The topic of child abuse and neglect is often a source of anxiety and discomfort for even the most seasoned of pediatric medical providers. While disheartening to even consider the possibility of a child being intentionally injured by a trusted caretaker, pediatric providers are uniquely positioned to identify situations concerning for child maltreatment and intervene accordingly.
Each year, nearly one million children in the United States are abused or neglected.1 The majority of these children are victims of neglect, with the remaining being physically or sexually abused.

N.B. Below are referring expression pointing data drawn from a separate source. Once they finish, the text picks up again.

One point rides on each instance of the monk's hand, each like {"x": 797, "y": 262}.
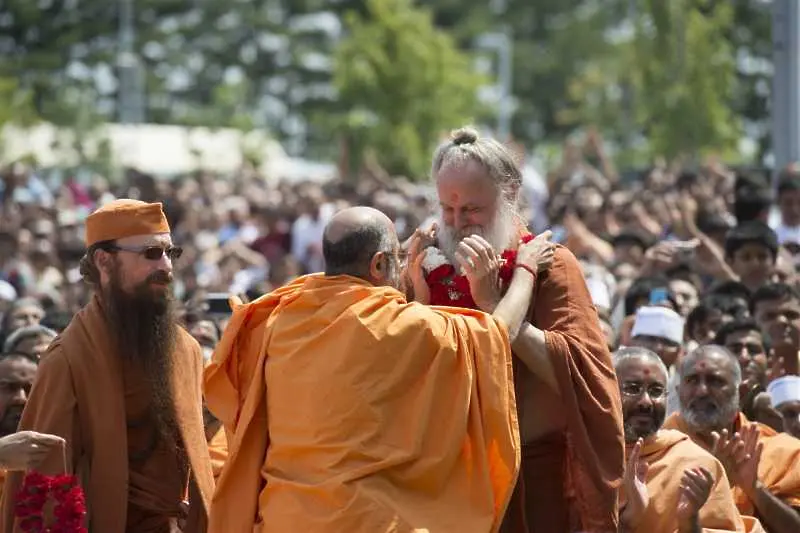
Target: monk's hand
{"x": 26, "y": 450}
{"x": 694, "y": 490}
{"x": 635, "y": 486}
{"x": 415, "y": 273}
{"x": 747, "y": 458}
{"x": 538, "y": 254}
{"x": 481, "y": 266}
{"x": 740, "y": 454}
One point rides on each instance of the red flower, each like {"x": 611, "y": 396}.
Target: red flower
{"x": 447, "y": 289}
{"x": 70, "y": 504}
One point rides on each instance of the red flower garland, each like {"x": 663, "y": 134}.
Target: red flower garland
{"x": 448, "y": 289}
{"x": 69, "y": 511}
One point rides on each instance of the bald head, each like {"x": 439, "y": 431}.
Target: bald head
{"x": 712, "y": 354}
{"x": 352, "y": 239}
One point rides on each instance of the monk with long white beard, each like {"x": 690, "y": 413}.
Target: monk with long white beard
{"x": 567, "y": 396}
{"x": 121, "y": 386}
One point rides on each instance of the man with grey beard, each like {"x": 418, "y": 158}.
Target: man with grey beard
{"x": 568, "y": 402}
{"x": 762, "y": 465}
{"x": 121, "y": 386}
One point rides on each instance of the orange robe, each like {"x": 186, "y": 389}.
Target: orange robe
{"x": 779, "y": 469}
{"x": 218, "y": 450}
{"x": 80, "y": 394}
{"x": 349, "y": 409}
{"x": 570, "y": 478}
{"x": 669, "y": 453}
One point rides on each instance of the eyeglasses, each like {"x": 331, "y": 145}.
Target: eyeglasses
{"x": 151, "y": 253}
{"x": 635, "y": 389}
{"x": 657, "y": 344}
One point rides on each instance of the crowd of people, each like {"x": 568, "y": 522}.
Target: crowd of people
{"x": 635, "y": 366}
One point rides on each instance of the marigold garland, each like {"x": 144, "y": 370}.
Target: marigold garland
{"x": 452, "y": 290}
{"x": 70, "y": 504}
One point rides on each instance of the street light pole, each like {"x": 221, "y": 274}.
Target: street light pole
{"x": 131, "y": 83}
{"x": 505, "y": 111}
{"x": 785, "y": 83}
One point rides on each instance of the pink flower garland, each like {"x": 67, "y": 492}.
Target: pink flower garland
{"x": 69, "y": 511}
{"x": 452, "y": 290}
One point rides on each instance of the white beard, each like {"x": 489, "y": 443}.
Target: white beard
{"x": 501, "y": 233}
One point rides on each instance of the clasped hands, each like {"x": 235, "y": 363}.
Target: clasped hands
{"x": 479, "y": 262}
{"x": 695, "y": 489}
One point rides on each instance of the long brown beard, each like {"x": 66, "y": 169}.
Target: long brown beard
{"x": 144, "y": 326}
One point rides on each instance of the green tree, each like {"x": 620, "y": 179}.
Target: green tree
{"x": 402, "y": 84}
{"x": 669, "y": 77}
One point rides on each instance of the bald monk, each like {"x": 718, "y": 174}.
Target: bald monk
{"x": 122, "y": 386}
{"x": 763, "y": 466}
{"x": 568, "y": 402}
{"x": 671, "y": 484}
{"x": 350, "y": 410}
{"x": 24, "y": 449}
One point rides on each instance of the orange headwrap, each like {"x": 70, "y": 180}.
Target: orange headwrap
{"x": 125, "y": 218}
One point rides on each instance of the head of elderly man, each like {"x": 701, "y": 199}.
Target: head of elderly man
{"x": 709, "y": 389}
{"x": 642, "y": 377}
{"x": 478, "y": 184}
{"x": 661, "y": 330}
{"x": 784, "y": 393}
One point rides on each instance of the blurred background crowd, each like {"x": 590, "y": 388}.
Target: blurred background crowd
{"x": 657, "y": 223}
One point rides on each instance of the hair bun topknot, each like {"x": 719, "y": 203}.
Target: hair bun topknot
{"x": 464, "y": 136}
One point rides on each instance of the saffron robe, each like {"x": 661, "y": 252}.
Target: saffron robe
{"x": 350, "y": 410}
{"x": 668, "y": 454}
{"x": 779, "y": 469}
{"x": 570, "y": 478}
{"x": 79, "y": 394}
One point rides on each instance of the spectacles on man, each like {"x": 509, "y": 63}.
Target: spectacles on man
{"x": 635, "y": 389}
{"x": 151, "y": 253}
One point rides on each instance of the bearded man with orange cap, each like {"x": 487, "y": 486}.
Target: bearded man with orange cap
{"x": 121, "y": 385}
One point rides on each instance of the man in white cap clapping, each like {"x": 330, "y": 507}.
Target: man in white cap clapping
{"x": 785, "y": 395}
{"x": 661, "y": 330}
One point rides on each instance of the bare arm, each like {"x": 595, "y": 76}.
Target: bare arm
{"x": 531, "y": 348}
{"x": 513, "y": 307}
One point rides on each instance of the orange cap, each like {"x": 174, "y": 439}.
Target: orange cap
{"x": 125, "y": 218}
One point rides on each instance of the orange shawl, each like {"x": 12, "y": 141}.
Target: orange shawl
{"x": 78, "y": 395}
{"x": 779, "y": 469}
{"x": 218, "y": 450}
{"x": 669, "y": 453}
{"x": 349, "y": 409}
{"x": 589, "y": 398}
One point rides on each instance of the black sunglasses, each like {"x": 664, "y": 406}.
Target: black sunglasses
{"x": 151, "y": 253}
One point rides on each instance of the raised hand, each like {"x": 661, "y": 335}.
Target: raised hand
{"x": 635, "y": 485}
{"x": 481, "y": 265}
{"x": 415, "y": 274}
{"x": 740, "y": 454}
{"x": 26, "y": 450}
{"x": 695, "y": 489}
{"x": 538, "y": 254}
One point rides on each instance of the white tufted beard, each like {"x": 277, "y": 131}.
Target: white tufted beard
{"x": 501, "y": 233}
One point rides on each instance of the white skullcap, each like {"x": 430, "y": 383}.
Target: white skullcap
{"x": 7, "y": 291}
{"x": 785, "y": 389}
{"x": 661, "y": 322}
{"x": 788, "y": 235}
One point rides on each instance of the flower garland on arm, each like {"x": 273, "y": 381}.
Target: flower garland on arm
{"x": 451, "y": 289}
{"x": 69, "y": 511}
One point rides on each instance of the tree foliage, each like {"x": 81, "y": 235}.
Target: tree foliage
{"x": 666, "y": 76}
{"x": 401, "y": 84}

For the purpose of this section, we will concentrate on the various aspects of child physical abuse (Chapters 38,39,40,41), as well as the legal issues which are inherent in all cases of child maltreatment (Chapter 42).
Cutaneous injuries are the most noticeable telltale sign suggesting that a child has been physically abused.2 They should be documented and carefully considered in the context of the child’s overall history and presentation. Although alone not specific for nonaccidental trauma, the presence and particular characteristics of skin findings such as bruises, lacerations, abrasions, burns/thermal injuries, and bite marks can raise suspicion for an abusive etiology.
The clinical presentation of the child with cutaneous lesions can vary widely. Regardless of whether the child is presenting with a stated concern for a skin injury or one is detected as an incidental finding, the medical provider should be prepared to seek additional information if the child’s injury is not consistent with the history provided.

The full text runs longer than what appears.